Camus described a worker’s routine: “Rising, street-car, four hours in the office or factory, meal, street-car, four hours of work, meal, sleep, and Monday Tuesday Wednesday Thursday and Friday and Saturday according to the same rhythm.” One day the worker gets up, but is weary with it all, amazed and disconcerted by this mechanical life. He starts to doubt the value of anything. Why carry on?
It’s sacrilege to say this, but most of the book after that is a meandering series of observations and assertions drawing on ideas from Kierkegaard, Dostoevsky, Nietzsche, Husserl, and others. It could have done with a good edit. To be fair to Camus, though, he wrote it under the stressful conditions of Nazi occupation. But it comes into crystalline focus in the chapter that gives its name to the book.
There he reimagines the story of Sisyphus, whose punishment for having angered the gods was to roll a huge boulder up a mountain, which when near the top would roll all the way back down again. He had to trudge down the mountain and repeat this for ever. Same boulder, same exertion, same thwarted struggle, same route down. Begin again. Repeat. Repeat. Repeat.
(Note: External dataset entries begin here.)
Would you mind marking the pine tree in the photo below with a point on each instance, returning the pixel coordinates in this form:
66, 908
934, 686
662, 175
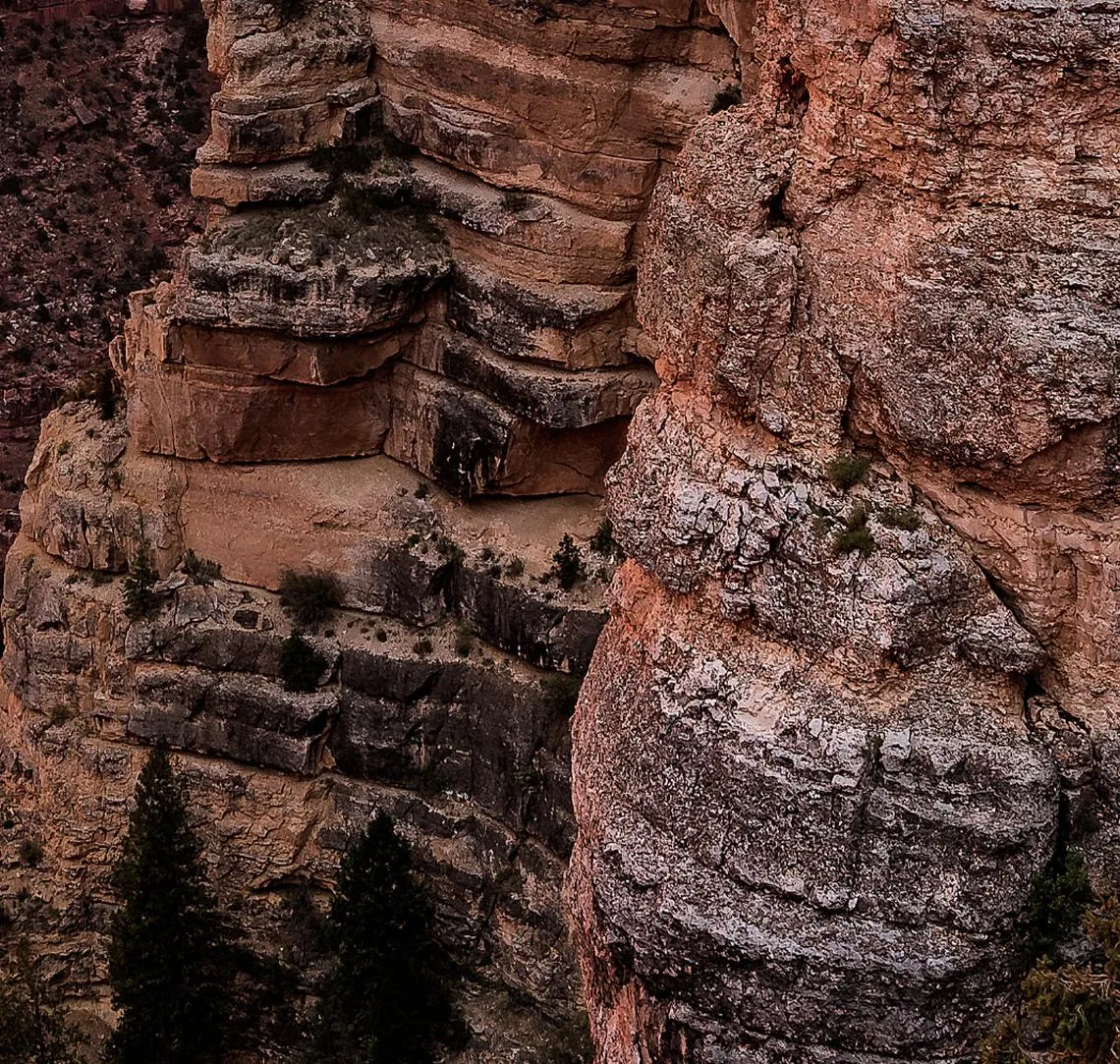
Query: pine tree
386, 998
167, 958
139, 597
Sisyphus’s plight is a metaphor for the human condition. Camus imagines him reflecting on what the point of it all is during those moments of reprieve as he walks back down the mountain. Unlike us, Sisyphus can’t choose to end it all. He’s stuck with this. But we engage in repetitive meaningless struggles like him.
We find ourselves in an absurd world, and try to find objective meaning, but it always eludes us. We ask questions about why we are here and what it’s all about, but the universe remains silent. We get set in our routines in life. This could just lead to despair and nihilism. But Camus’s Sisyphus begins to think of this pointless task as his task, the mountain as his place, this is his rock. Gradually his activity seems less futile.
Camus ends the book by declaring that “we must imagine Sisyphus happy” (or, as I wish someone had translated it, “It’s only rock and roll, but I like it”).
We won’t discover the meaning of life, but we should still say yes to the world, our world, in all its absurdity. Camus doesn’t say this, but we’re better off than Sisyphus, too. Unlike him, we know that we won’t be rock and rolling for ever.